刹那
風の吹いている向きが変わったのだ。偏西風とかそういうのではない。この現象に有は覚えがあった。 しかし思い出せない。でも、それが表す答えは1つしかないだろうと確信していた。多分そう...うっかり忘れていたであろう記憶にそれは入っている。冷たい風、黒い風の起こる前兆だ。
有は背筋がゾクゾクするのをこらえながらじっと待った。 ゾクゾクしているのは決して寒いからとか怖いからでは無い。どちらかと言えば、興味津々、期待に満ちているからであろう。
「この時を待っていたんだ。何年も...何年も!! さぁ来い!モンスター!!!!!」
有はモンスターと叫んだ。何故か?? 確証は無い。感覚でだ。 異常な現象にはモンスターがつきもの。昔からそう言われている。ただその異常な現象はなかなかおきない。もしくは人間が気づかないレベルの出来事なのだ。実際、この黒い風も有にしかわからない。
「私が見えるのか......??」
と、風が有に返事をした。
その声は何処か懐かしいものを感じた。なんだろう、お腹の中にいた赤ちゃんが外に出てきた時、母の心臓の音で安らぐみたいな。
「あぁ...みえる。」
と、有は返事を返す。
「私はこのままだとどんどん力を蓄えて土地を破壊しかねない。有......お前にだけ見えるのか。不思議なものだ。」
と、その風は言う。
「何で俺の名を知っている??」
「ふふ......もう時間もないし、言うしかないか。 私は有......が6歳の時に他界した父だ。」
「何を言っている??馬鹿げたことを。 貴様はモンスターなのだぞ。そんなわけなかろうが。」
「転生って知ってるかい有...??有が子供で心配だったから俺は病気で死んだ時に強く願ったんだ。何にでもいい、少しでも有と話がしたい。また......とな。」
仮に貴様が父だとして今更なんだ...??なんだというんだ。出てくる必要も無い...ゆっくりとあの世で暮らしてくれ。とかっこよく言いたい有であったが、口から出てきた言葉は違った。
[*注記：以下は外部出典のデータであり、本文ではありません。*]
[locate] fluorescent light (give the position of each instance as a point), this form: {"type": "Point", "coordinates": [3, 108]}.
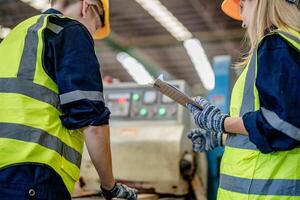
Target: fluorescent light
{"type": "Point", "coordinates": [201, 62]}
{"type": "Point", "coordinates": [156, 9]}
{"type": "Point", "coordinates": [40, 5]}
{"type": "Point", "coordinates": [4, 31]}
{"type": "Point", "coordinates": [136, 70]}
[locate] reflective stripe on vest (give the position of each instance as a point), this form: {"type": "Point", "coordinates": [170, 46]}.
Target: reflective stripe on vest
{"type": "Point", "coordinates": [27, 88]}
{"type": "Point", "coordinates": [278, 187]}
{"type": "Point", "coordinates": [41, 137]}
{"type": "Point", "coordinates": [241, 141]}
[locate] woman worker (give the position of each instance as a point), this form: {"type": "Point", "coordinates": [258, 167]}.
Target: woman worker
{"type": "Point", "coordinates": [262, 151]}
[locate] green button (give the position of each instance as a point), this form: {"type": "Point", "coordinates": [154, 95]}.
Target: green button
{"type": "Point", "coordinates": [135, 97]}
{"type": "Point", "coordinates": [162, 111]}
{"type": "Point", "coordinates": [143, 112]}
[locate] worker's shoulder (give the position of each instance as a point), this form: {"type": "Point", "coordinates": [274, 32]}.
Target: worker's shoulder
{"type": "Point", "coordinates": [274, 42]}
{"type": "Point", "coordinates": [66, 23]}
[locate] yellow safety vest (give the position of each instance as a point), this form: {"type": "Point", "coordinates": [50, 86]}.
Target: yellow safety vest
{"type": "Point", "coordinates": [246, 173]}
{"type": "Point", "coordinates": [30, 128]}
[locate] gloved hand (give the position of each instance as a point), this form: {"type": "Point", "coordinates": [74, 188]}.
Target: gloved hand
{"type": "Point", "coordinates": [209, 117]}
{"type": "Point", "coordinates": [120, 191]}
{"type": "Point", "coordinates": [204, 141]}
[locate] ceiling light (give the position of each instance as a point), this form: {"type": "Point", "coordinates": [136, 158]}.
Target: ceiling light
{"type": "Point", "coordinates": [40, 5]}
{"type": "Point", "coordinates": [4, 31]}
{"type": "Point", "coordinates": [156, 9]}
{"type": "Point", "coordinates": [136, 70]}
{"type": "Point", "coordinates": [201, 62]}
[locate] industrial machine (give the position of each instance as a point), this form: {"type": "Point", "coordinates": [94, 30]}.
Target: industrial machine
{"type": "Point", "coordinates": [150, 150]}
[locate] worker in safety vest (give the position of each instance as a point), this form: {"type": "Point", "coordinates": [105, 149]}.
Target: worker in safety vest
{"type": "Point", "coordinates": [51, 102]}
{"type": "Point", "coordinates": [262, 151]}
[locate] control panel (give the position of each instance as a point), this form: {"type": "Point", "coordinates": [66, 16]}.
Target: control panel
{"type": "Point", "coordinates": [133, 102]}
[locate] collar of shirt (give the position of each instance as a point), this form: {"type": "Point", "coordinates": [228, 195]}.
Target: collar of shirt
{"type": "Point", "coordinates": [52, 11]}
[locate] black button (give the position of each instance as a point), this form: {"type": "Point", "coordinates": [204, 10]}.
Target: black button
{"type": "Point", "coordinates": [31, 192]}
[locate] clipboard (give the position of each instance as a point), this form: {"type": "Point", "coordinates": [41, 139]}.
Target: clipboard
{"type": "Point", "coordinates": [172, 92]}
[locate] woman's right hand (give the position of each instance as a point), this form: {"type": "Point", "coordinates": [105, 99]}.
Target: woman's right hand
{"type": "Point", "coordinates": [204, 141]}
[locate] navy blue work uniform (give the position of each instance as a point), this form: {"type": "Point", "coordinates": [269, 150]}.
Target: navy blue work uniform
{"type": "Point", "coordinates": [279, 88]}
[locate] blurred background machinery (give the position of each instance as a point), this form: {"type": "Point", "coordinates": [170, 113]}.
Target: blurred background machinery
{"type": "Point", "coordinates": [149, 145]}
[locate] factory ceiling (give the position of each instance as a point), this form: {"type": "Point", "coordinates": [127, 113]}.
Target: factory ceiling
{"type": "Point", "coordinates": [137, 32]}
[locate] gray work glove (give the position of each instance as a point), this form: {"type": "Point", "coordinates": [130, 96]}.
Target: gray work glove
{"type": "Point", "coordinates": [204, 141]}
{"type": "Point", "coordinates": [209, 117]}
{"type": "Point", "coordinates": [120, 191]}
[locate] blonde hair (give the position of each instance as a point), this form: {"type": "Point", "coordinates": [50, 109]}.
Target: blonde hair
{"type": "Point", "coordinates": [270, 15]}
{"type": "Point", "coordinates": [65, 3]}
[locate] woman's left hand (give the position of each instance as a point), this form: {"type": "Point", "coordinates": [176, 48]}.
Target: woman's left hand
{"type": "Point", "coordinates": [209, 117]}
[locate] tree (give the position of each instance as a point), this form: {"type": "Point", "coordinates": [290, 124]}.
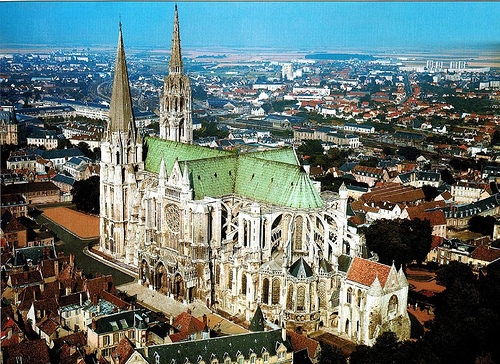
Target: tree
{"type": "Point", "coordinates": [388, 151]}
{"type": "Point", "coordinates": [86, 194]}
{"type": "Point", "coordinates": [330, 354]}
{"type": "Point", "coordinates": [482, 224]}
{"type": "Point", "coordinates": [400, 241]}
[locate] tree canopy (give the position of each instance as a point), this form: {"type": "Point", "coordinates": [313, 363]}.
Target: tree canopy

「お父さん......おとうさーーん!!ずっとずっと会いたかった...抱きしめたかった!でも、貴方は風...抱きしめられない、しまいに力が強くなる??殺すのか...俺が??」
涙が地にこぼれ落ちた。1粒落ちた途端にそれは大量の雨となって地面に降り注いだ。
「すまないことをする......」
「お父さん、愛しています。これからも天国で、あの世で見守ってください俺のこと。俺は成長しました。さようなら。」
ズサッ...バリッ......!!
これから進むべき道は何処なのだろう??と、俺はふと考える。でも、ずっと悩むより行動しろとお父さんは言っていた。 やるしかない......。
世界を平和にする為に!!!
今は11時。教官のとこへ行かなければ...。
なんて思いながら有は小さくなくなった、この大きな1歩を確かに踏んで...。
世界は今日も巡り巡る.........。